EP53F-04:
Inverse Modeling Via Linearized Functional Minimization

Friday, 19 December 2014: 2:25 PM
David A Barajas-Solano, Pacific Northwest National Laboratory, Computational Mathematics, Richland, WA, United States, Brendt Wohlberg, Los Alamos National Laboratory, Theoretical Division, Los Alamos, NM, United States, Velimir V Vesselinov, LANL, Santa Fe, NM, United States and Daniel M Tartakovsky, University of California San Diego, La Jolla, CA, United States
Abstract:
We present a novel parameter estimation methodology for transient models of geophysical systems with uncertain, spatially distributed, heterogeneous and piece-wise continuous parameters.
The methodology employs a bayesian approach to propose an inverse modeling problem for the spatial configuration of the model parameters.
The likelihood of the configuration is formulated using sparse measurements of both model parameters and transient states.
We propose using total variation regularization (TV) as the prior reflecting the heterogeneous, piece-wise continuity assumption on the parameter distribution.
The maximum a posteriori (MAP) estimator of the parameter configuration is then computed by minimizing the negative bayesian log-posterior using a linearized functional minimization approach.

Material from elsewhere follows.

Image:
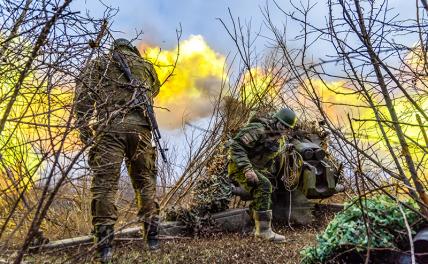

The computation of the MAP estimator is a large-dimensional nonlinear minimization problem with two sources of nonlinearity: (1) the TV operator, and (2) the nonlinear relation between states and parameters provided by the model's governing equations.
We propose a a hybrid linearized functional minimization (LFM) algorithm in two stages to efficiently treat both sources of nonlinearity.
The relation between states and parameters is linearized, resulting in a linear minimization sub-problem equipped with the TV operator; this sub-problem is then minimized using the Alternating Direction Method of Multipliers (ADMM).

The methodology is illustrated with a transient saturated groundwater flow application in a synthetic domain, stimulated by external point-wise loadings representing aquifer pumping, together with an array of discrete measurements of hydraulic conductivity and transient measurements of hydraulic head.
We show that our inversion strategy is able to recover the overall large-scale features of the parameter configuration, and that the reconstruction is improved by the addition of transient information of the state variable.